Two IRS Debtors that might Raise Eyebrows

Here is the story of two individuals who owe tax money to the government. One or both of the stories may irk you, surprise you, interest you or it might not bother you at all, but both are true. The first has to do with the proposed mosque to be built at ground zero in New York City. Whether you agree with the project or not, you may be interested to know that the builder of the 15 storey Ground Zero Mosque and community center, Sharif El-Gamal owes the IRS back property taxes on the exact property the mosque is supposed to be constructed on.

The amount owed by El-Gamal is $224, 270.77 after his company failed to pay the IRS its taxes in January and July this year. This information is sure to become talk fodder for political talk shows around the country.

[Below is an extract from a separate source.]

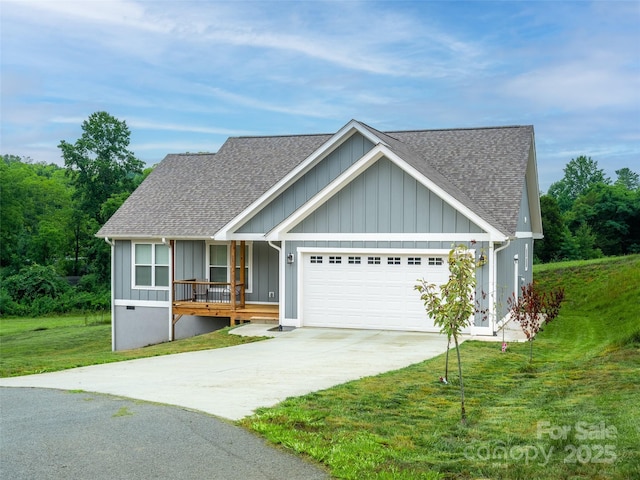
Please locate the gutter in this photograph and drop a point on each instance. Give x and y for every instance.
(112, 243)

The owner of the property on which the mosque is to be built is Con Edison but they have leased half of it to El-Gamal. Therefore, El-Gamal is responsible for the project located two blocks away from where the World Trade Center buildings stood just nine years ago.

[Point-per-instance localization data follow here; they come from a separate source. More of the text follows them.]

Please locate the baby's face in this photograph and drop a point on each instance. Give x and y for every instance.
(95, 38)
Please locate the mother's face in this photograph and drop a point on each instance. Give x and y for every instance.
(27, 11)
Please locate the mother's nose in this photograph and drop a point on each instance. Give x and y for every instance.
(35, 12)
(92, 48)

According to the lease agreement between El-Gamal and Con Edison, El-Gamal is responsible for paying taxes on the entire property. This means that El-Gamal’s failure to settle his taxes would constitute a breach of the contract. However, El-Gamal’s company, 45 Park Place Partners contends that the taxes have indeed been paid.

The other individual in trouble with the IRS over unpaid taxes is rapper Young Buck. Two days after a recent raid by the IRS on the rapper’s home, Young Buck, whose real name is David Darnell Brown, voluntarily filed for Chapter 13 bankruptcy. According to bankruptcy records, he did this to control how creditors would be paid.

In the raid, the IRS confiscated tens of thousands of dollars worth of personal belongings that included jewelry, furniture, music awards and recording equipment. Filing Chapter 13 might eventually save all the confiscated items because this provision of the bankruptcy law allows debtors to settle their debts over a period of time up to 5 years without interest.

Under the terms of the bankruptcy filing, Brown agrees to have his recording label Cashville Records deduct $12,500 a month for 60 months out of his salary of $19,170 to pay for his outstanding taxes. But the rapper is free to keep his additional earnings including royalty payments.